Managed Agents follows the same security posture as the rest of CoWork, with a few managed-specific rules:

  • renderer-facing managed environment reads redact credentialRefs and managedAccountRefs
  • managed session events are sanitized before persistence and sanitized again on read
  • MCP allowlists fail closed if the referenced server or its cached tool metadata is unavailable
  • managed account refs are validated server-side at environment creation/update time
  • legacy tasks, runs, and team APIs are unchanged for non-managed flows

These rules keep the managed control-plane surface suitable for UI/backend consumption without exposing sensitive linkage or silently broadening tool access.

Current UI State

There is not yet a dedicated Managed Agents screen in the renderer.
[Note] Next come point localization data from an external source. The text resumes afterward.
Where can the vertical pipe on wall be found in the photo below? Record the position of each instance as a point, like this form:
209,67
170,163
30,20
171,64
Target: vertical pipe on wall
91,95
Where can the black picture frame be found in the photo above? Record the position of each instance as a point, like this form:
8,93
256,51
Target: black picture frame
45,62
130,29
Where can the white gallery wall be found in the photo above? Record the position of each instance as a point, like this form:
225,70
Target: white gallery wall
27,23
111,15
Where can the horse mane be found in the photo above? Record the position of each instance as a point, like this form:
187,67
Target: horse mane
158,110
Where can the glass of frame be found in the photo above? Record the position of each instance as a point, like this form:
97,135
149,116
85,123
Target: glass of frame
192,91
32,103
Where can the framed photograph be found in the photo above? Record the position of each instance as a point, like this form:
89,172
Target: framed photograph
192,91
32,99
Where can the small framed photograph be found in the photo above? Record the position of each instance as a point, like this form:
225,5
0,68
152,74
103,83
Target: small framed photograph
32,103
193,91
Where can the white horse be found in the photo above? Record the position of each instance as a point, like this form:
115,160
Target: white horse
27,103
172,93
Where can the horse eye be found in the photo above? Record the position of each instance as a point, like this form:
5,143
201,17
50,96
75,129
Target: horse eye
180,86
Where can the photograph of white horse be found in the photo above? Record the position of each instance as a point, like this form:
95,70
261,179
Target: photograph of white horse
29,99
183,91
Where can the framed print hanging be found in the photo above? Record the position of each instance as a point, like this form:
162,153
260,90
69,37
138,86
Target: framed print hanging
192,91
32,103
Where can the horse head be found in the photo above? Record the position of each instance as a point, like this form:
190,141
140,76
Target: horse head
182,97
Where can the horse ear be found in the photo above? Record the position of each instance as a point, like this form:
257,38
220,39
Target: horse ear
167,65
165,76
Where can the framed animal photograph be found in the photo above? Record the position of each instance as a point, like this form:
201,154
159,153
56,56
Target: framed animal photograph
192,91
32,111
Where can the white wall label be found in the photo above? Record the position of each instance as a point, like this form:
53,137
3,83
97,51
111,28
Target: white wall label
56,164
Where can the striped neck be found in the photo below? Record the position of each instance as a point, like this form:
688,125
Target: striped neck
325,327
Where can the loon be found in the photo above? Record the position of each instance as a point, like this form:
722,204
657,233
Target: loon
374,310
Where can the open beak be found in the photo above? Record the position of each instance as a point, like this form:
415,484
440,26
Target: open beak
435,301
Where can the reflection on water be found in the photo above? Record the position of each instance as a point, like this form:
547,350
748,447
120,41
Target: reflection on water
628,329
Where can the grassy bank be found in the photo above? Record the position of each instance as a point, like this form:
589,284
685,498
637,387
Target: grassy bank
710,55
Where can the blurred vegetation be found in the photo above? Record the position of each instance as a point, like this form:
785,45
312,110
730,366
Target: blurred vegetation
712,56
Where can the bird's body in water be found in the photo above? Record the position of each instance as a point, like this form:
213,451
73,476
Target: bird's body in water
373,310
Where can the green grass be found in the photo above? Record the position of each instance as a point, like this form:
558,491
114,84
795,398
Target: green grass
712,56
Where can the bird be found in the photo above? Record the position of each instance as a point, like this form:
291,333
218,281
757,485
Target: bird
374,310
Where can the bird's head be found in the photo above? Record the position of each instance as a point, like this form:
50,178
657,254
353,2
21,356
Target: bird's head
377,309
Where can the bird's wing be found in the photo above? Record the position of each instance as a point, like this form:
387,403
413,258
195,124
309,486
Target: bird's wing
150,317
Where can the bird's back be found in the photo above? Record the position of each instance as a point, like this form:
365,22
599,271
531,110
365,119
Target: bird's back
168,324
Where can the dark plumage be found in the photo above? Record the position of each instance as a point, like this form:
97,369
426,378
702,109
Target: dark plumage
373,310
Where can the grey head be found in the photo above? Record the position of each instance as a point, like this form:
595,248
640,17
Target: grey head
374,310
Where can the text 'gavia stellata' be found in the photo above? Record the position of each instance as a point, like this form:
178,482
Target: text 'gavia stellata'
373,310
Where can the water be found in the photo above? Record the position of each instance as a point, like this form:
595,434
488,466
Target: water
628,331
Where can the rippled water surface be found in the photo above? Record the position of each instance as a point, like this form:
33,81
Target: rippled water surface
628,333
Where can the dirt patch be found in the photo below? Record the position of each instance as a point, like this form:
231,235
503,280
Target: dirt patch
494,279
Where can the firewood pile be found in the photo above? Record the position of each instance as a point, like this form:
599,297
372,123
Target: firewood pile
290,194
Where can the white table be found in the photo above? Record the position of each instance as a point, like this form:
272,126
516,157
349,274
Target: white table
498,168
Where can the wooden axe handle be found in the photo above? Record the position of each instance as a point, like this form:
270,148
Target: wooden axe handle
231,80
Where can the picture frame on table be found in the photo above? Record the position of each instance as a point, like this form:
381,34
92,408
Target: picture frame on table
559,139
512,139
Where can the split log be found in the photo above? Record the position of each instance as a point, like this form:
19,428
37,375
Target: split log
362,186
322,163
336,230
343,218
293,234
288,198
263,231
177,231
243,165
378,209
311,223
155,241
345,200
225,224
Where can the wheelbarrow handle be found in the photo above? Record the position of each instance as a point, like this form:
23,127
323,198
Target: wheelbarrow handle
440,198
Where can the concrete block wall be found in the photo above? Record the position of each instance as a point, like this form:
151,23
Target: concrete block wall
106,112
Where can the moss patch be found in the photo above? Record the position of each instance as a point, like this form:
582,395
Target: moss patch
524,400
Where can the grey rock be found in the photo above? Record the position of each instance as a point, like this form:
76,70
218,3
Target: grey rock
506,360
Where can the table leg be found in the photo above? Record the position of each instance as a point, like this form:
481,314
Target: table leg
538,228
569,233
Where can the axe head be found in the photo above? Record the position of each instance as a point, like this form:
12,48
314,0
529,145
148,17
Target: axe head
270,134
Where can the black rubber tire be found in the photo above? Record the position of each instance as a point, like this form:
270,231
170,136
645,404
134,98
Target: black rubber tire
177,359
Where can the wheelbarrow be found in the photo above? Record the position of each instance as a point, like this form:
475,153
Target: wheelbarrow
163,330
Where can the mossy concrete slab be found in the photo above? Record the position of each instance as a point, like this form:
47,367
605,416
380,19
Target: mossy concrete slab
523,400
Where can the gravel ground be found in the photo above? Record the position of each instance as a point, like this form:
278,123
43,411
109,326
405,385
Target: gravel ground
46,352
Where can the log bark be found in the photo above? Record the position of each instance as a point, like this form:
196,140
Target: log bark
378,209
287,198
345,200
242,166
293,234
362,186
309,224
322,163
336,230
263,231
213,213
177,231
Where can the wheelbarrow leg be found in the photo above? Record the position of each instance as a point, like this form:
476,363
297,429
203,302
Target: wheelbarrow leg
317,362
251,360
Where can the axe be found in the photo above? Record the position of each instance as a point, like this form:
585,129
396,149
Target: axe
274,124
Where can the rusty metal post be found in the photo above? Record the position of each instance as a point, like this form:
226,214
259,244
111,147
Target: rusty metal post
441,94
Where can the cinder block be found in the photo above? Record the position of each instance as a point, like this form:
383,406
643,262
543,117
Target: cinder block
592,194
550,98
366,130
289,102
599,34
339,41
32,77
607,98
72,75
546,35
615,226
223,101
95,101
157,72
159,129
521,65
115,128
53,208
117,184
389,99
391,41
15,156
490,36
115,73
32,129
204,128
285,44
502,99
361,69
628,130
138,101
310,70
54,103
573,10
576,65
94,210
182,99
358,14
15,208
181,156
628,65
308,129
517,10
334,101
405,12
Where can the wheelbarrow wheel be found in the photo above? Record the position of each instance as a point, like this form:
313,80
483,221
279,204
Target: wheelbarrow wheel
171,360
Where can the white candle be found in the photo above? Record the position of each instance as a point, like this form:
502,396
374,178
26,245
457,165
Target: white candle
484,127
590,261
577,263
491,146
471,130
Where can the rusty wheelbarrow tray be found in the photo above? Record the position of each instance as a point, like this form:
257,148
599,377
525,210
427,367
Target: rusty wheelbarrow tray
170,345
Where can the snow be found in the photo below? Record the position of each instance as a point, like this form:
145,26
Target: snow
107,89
Today’s operator workflow is:

  1. enable and start the Control Plane in app settings
  2. open the built-in Control Plane page
  3. use its request(method, params) helper to create a managed environment, managed agent, and managed session
  4. observe the resulting backing task or team run in the normal task UI and Mission Control

This is the current practical test path from the desktop app.

Manual App Test Flow

Use a solo session first:

const workspaces = await request("workspace.list", {});
const workspaceId = workspaces.workspaces[0]?.id;

const environment = await request("managedEnvironment.create", {
  name: "Local Test Env",
  config: {
    workspaceId,
    enableShell: true,
    enableBrowser: true,
  },
});

const agent = await request("managedAgent.create", {
  name: "Managed Test Agent",
  systemPrompt: "You are a precise coding assistant.",
  executionMode: "solo",
  runtimeDefaults: {
    autonomousMode: true,
    allowUserInput: true,
  },
});

const session = await request("managedSession.create", {
  agentId: agent.agent.id,
  environmentId: environment.environment.id,
  title: "Managed Session Smoke Test",
  initialEvent: {
    type: "user.message",
    content: [{ type: "text", text: "Inspect the repo and summarize it." }],
  },
});

Then verify:

  • a normal task appears in the desktop UI
  • the task starts through the normal daemon lifecycle
  • managedSession.get shows the backing task link and current status
  • managedSession.events.list returns sanitized event payloads

For team mode:

  • create a ManagedAgent with executionMode: "team"
  • create a managed session
  • observe the backing team run from Mission Control and task surfaces
  • expect managedSession.sendEvent with user.message to reject for team-mode sessions in V1

That rejection is intentional until follow-up routing is wired cleanly into the team orchestration path.

Compatibility Contract

Managed Agents must not break existing flows.

The additive contract is:

  • legacy task.* methods still create and run ordinary tasks
  • legacy task timelines and approvals still work
  • Agent Teams still work outside managed sessions
  • managed sessions reuse the daemon and runtime instead of bypassing them
  • managed resources add a new control-plane namespace; they do not replace existing APIs

When changing this system, preserve that boundary and update the tests that prove it.